Рассказ — своего рода дальний наследник притчи, единственный хранитель ее традиций. Собственно говоря, любой сакральный текст по определению — это совокупность притч, освященных авторитетом Учителя или же данных человеку напрямую от Высшей Силы.
Может, поэтому так трудно писать рассказы, поскольку глубоко в душе коренится страх оказаться недостойным, впасть в кощунство, глумление? Может, пугает архетип лжеучителя, учителя неправедного?
Может, поэтому дьявол — обезьяна Бога, — передразнивая, пародируя божественное Слово, тысячами, десятками тысяч мелких бесенят пытается исказить саму структуру слова художественного?
Скорее всего, страхи эти надуманы, и ждать Антихриста, явленного в книгах или в интернете, смешно и глупо. Знаки конца света дано увидеть лишь избранным.
Тупик. Картина не выстроилась, значит, точка отсчета была выбрана неверно или неточно.
Не исключено, что корни малых форм в целом, а фантастического рассказа в частности надо искать глубже, в более древних временах. Выстраивание бинарной оппозиции «притча — миф» — «рассказ — роман» представляется несколько надуманной. Семиотический подход оказался непродуктивным, попробуем ковырнуть семантику.
Что является смысловым репером художественной фантастики? Если придерживаться определения Бориса Стругацкого — чудо, тайна, достоверность. Интересно, что первые две координаты при определенных условиях могут быть сведены к одной, которую условно можно назвать — «загадка».
Известный паремиолог Андрэ Йоллес полагал, что миф и загадка являются взаимно обратимыми явлениями. Он определяет миф как ответ, содержащий в себе вопрос, а загадку как вопрос, содержащий в себе ответ. Может быть, здесь, в мыслях, высказанных семьдесят лет назад, таится подсказка?
Действительно, загадки изначально предназначались для ритуала инициации, но не физической, а интеллектуальной. Они были своего рода тестом на зрелость, на адекватность «испытуемого» традиции, формировали этнокультурную систему «свой-чужой». Загадывание и отгадывание впоследствии практически целиком воспроизводятся в волшебных сказках и мифах. Диалог Сфинкса и Эдипа формально не похож на диалог Горлума и Бильбо, но истоки у них одни.

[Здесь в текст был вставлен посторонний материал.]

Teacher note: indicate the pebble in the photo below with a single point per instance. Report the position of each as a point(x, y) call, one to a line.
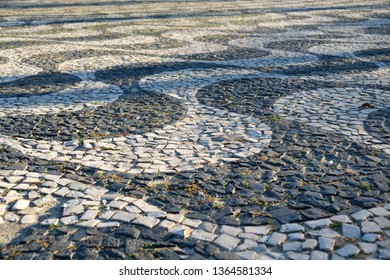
point(28, 219)
point(21, 204)
point(326, 244)
point(181, 230)
point(379, 211)
point(370, 227)
point(361, 215)
point(368, 248)
point(11, 217)
point(203, 235)
point(262, 230)
point(288, 228)
point(348, 250)
point(351, 231)
point(124, 216)
point(73, 210)
point(149, 222)
point(233, 231)
point(276, 239)
point(318, 223)
point(292, 246)
point(227, 242)
point(318, 255)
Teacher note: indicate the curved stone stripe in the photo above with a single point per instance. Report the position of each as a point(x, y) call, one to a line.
point(339, 110)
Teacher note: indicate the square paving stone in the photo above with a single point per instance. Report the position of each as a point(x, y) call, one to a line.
point(203, 235)
point(227, 242)
point(233, 231)
point(124, 216)
point(146, 221)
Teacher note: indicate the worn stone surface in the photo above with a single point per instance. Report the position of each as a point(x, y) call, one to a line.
point(230, 135)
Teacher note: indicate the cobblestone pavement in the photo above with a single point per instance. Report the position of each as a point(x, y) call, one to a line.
point(194, 130)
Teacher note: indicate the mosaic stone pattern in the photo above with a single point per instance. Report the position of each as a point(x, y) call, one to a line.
point(194, 130)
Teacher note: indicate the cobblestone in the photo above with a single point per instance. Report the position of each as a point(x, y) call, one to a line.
point(233, 135)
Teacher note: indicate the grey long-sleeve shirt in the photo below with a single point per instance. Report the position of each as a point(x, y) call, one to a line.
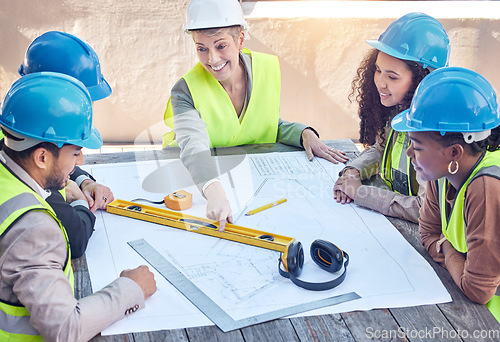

Так, может быть, именно загадка — тот самый атом, из которого сложилась впоследствии художественная литература? Или уместнее сравнивать ее с ДНК? Не отсюда ли универсальный характер загадки, ее живучесть, продуктивность. Ее саморазвитие на очередном витке приводит к возникновению притчи, назидательной истории, сказки, а затем и фантастического рассказа.
Итак, в загадках — соединение обыденного и сакрального, традиционного и новаторского. Из загадки родилась притча, из притчи — рассказ, но базовая структура, репер, если угодно, остался прежним — аналогия, метафора, метонимия.
Польза семинаров, литобъединений, неформальных групп и иных схожих структур неожиданно приобретает дополнительный ракурс. Их можно рассматривать как своего рода коллективное разгадывание загадок. И еще надо вспомнить, что практически все древние загадки имели ярко выраженную сексуальную провокативность, направляющую на очевидный, но ложный ответ. Впоследствии многое было выхолощено, а придуманные массовиками-затейниками постные вербализации соцзаказа не идут ни в какое сравнение с образчиками народного творчества, отшлифованными тысячелетиями.
Не здесь ли оправдание, объяснение массовому откату назад, к обезьянничанию, пересмешке, хохмам-однодневкам? Коллективное бессознательное (или та его часть, которая отвечает за баланс аудиовизуальных потоков информации) выведено из равновесного состояния появлением нового (цифрового) способа ее репрезентации, обладающего признаками как письменной, так и дописьменной речи. Возникшая интерференция, если пользоваться аналогиями, обрушивает все линейные концепции текста и заставляет задуматься о его «волновых» свойствах. В конце концов, если говорят уже о квантовой психологии, то почему бы… Но не будем отвлекаться.